After 6 months of this, and when the smog started backing up against the San Bernardino Mountains, we headed to San Francisco, where Erasmo was entering school at SF State. I got a job as a bicyle messenger and we lived a romantic year in that beautiful city as part of the counterculture underground vehicle dwellers that populated parking lots and curbsides in those days. Our music together suffered here, mostly because I got distracted by other interests. I started fooling around with watercolor painting and writing and just absorbing this cool life.

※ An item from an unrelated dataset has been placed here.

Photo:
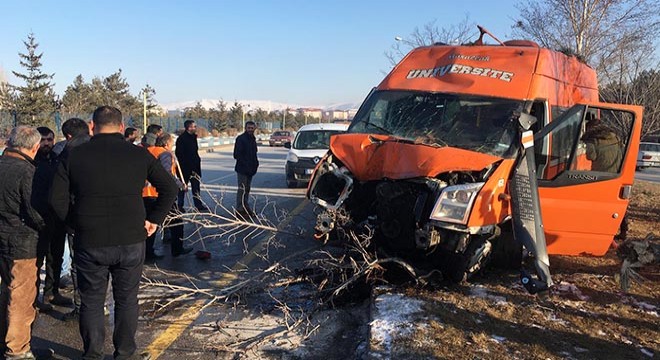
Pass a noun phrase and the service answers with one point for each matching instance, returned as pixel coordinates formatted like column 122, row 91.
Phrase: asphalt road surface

Erasmo's Album (as the finished product was called) started with an original pressing of 1000 records. We sold as many as we could, but never got rid of them all. He had borrowed money from some wealthy friends in Oregon to make the album, and by the next winter he was feeling the pressure to pay them back. Instead of paying them back directly from album sales he arranged to work for them on their ranch. So off he went with the bus to Halfway, Oregon, leaving me in San Francisco to finish out the job I now had as a teacher's aid at Lucinda Weeks Center. I sublet a nifty apartment in the Sunset a few blocks from Golden Gate Park, and indulged in a fertile few months of writing songs and trying out open mikes on my own.

In July I took the train up the coast and across the top of Oregon, through the green lushness west of the Cascades into the arid scrub of the east. I remember seeing plumes of smoke where forest fires raged, and stepping off the train in Baker, Oregon, being hit with 104 degrees HOT!

That summer was spent on the ranch, Hooker Flat, overlooking the mountains of Idaho and seven miles over rough dirt roads from the nearest town of Halfway, population: 350. Erasmo, in preceeding me there, had already built a reputation for his musicianship. This was a place full of college-educated transplants from all over the country, living in tipis and yurts and log houses and berm houses, stunning the locals with their strange ways. They were hungry for live music, and Erasmo was able to provide that. When I joined him in July, we picked up our instruments and played wherever and whenever we could. We met other musicians there, a young biology teacher at the middle school who was a very skilled guitar player, and a high school kid who could play drum set. Now we had a band. We called ourselves Northwest Passage, and played parties and gatherings of all sorts all around northeastern Oregon. We developed a loyal following. It was a good time.

The songs Northwest Passage played were the same strange mix of songs we had tried in LA, but here, they worked. We played rock songs, some jazz standards, originals and mountain folk songs. Our audiences loved it.

And here is why this story means something to me now. Many of the rock and pop songs that our guitar player and Erasmo knew were ubiquitous on the radio in the 60's and early 70's. But I didn't know them. I had never listened to pop or rock radio, and so the only versions of these songs I knew were what I learned from my bandmates. This was a time before iTunes and youtube and Guitar Hero and all the ways kids have these days of accessing music from the past. We didn't even have a record player, and had left stashes of records with people around the country, thinking we would return one day to collect them.

The Letter was one of the songs we played. I didn't know where it came from. I just knew how we played it, and sang it. I know that song gave me heartache, and I loved the harmonies and mood of it. It wasn't until last night that I learned the name of the group that originally recorded it, as I sang in with my husband in the kitchen in 2011.